Large-scale efforts such as the initiative should also agree on common standards for genomic analysis, Dr. van Rooyen added.
Joseph Panetta, president and CEO of BIOCOM, the industry group for San Diego and southern California, said Edico is among the region’s numerous companies focused on genomic tools and tech that stand to benefit from a precision medicine initiative. Others include Thermo Fisher Scientific and Illumina—whose share price zoomed 7% yesterday to $196.73, near its record high of $199.47 on January 8, fueled by speculation that the precision medicine effort will boost sales of the company’s sequencers.
“There are the companies that will benefit in terms of the ability to do more targeted drug development based on the information that comes out of a project like this, and there are companies that are going benefit in terms of the ability to do more targeted clinical trials as well,” Panetta said. “We’ve got about 600 companies here, and I would say that in one way or another, it’s going to benefit 90% of those companies.”
Such businesses, he said, should play more of a partnering role with government in advancing genomic efforts.
In 2011 Eric Lander, Ph.D., envisioned the need for a “one million genomes” large-scale sequencing project to fulfill the promise of genomics for medicine. Last year, the keynote speaker at the 3rd Annual Scientific Symposium of The Cancer Genome Atlas (TCGA) discussed the data storage and cost needed to go beyond the 10,000 cancer genomes sequenced, to one million. TCGA is a joint effort of two NIH institutes, the National Cancer Institute (NCI) and the National Human Genome Research Institute (NHGRI).

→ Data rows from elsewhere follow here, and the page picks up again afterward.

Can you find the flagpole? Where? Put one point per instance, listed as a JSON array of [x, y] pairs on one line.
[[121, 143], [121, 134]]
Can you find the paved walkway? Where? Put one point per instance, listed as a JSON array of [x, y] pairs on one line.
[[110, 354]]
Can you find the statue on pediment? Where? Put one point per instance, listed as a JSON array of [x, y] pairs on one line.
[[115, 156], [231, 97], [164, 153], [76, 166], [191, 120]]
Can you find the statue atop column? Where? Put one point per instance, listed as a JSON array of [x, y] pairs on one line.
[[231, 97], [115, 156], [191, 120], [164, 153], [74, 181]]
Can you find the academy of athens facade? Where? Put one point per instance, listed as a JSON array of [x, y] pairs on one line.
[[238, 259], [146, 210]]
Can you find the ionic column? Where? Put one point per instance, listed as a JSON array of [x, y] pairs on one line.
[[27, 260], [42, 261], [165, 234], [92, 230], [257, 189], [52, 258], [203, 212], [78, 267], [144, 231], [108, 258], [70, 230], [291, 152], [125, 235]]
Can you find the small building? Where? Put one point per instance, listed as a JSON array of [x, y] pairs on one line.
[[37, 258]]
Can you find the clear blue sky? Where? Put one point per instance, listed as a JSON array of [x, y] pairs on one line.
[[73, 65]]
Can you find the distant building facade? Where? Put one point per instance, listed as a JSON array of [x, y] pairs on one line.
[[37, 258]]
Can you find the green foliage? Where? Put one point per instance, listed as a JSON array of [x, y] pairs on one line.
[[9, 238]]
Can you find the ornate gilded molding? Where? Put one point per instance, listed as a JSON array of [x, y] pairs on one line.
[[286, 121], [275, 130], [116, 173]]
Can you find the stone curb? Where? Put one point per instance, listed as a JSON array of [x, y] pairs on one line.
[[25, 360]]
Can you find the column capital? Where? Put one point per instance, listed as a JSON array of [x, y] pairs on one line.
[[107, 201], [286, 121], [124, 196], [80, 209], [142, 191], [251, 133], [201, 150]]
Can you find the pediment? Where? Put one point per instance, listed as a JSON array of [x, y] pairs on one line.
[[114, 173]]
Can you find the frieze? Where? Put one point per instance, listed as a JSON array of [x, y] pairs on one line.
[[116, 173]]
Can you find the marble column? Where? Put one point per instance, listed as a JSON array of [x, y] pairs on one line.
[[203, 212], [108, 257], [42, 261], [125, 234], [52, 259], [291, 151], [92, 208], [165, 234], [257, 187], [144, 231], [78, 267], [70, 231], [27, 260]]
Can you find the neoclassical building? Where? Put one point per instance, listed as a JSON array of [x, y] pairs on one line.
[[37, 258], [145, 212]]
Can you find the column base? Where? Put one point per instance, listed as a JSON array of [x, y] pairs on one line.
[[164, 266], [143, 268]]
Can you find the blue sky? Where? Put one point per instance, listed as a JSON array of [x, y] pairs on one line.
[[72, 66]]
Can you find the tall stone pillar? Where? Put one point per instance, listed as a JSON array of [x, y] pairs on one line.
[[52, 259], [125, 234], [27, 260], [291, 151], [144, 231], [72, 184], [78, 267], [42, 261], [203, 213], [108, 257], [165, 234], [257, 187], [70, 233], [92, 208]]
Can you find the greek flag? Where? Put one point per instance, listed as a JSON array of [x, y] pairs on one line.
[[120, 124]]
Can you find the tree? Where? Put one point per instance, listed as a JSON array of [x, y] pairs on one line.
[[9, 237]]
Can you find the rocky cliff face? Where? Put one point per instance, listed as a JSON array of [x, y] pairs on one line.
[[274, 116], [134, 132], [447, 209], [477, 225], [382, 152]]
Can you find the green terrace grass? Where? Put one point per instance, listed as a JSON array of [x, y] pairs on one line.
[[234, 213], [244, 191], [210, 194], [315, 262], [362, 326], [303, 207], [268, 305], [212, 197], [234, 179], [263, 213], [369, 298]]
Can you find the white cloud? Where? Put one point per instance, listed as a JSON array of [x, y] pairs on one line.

“Sequencing of one million genomes would likely change the understanding of genetic variation,” Robert Grossman, Ph.D., of The University of Chicago told attendees of TCGA’s 3rd Annual Scientific Symposium on May 12, 2014, according to the meeting summary. “One million genomes would produce approximately 1,000 petabtyes or one Exabyte of data. With compression, these data could perhaps be reduced to approximately 100 petabytes. At a cost of $1,000 per genome, the sequencing would cost approximately $1 billion dollars.”
While acknowledging the great advancement that much data would make possible in developing new drugs, Panetta questioned whether large-scale genomic efforts shouldn’t instead be addressed through the private sector rather than government. He noted the progress and greater efficiency introduced by J. Craig Venter, Ph.D.'s Celera nearly two decades ago, during the scramble to map the human genome begun by a federal effort headed by NIH's current Director Francis S. Collins, M.D., Ph.D.
The precision medicine proposal was not addressed during the Republican rebuttal delivered by Sen. Joni Ernst (R-IA), who was elected last November to succeed Tom Harkin (D), who chose not to seek re-election. Harkin was a longtime advocate of increased NIH spending for basic research.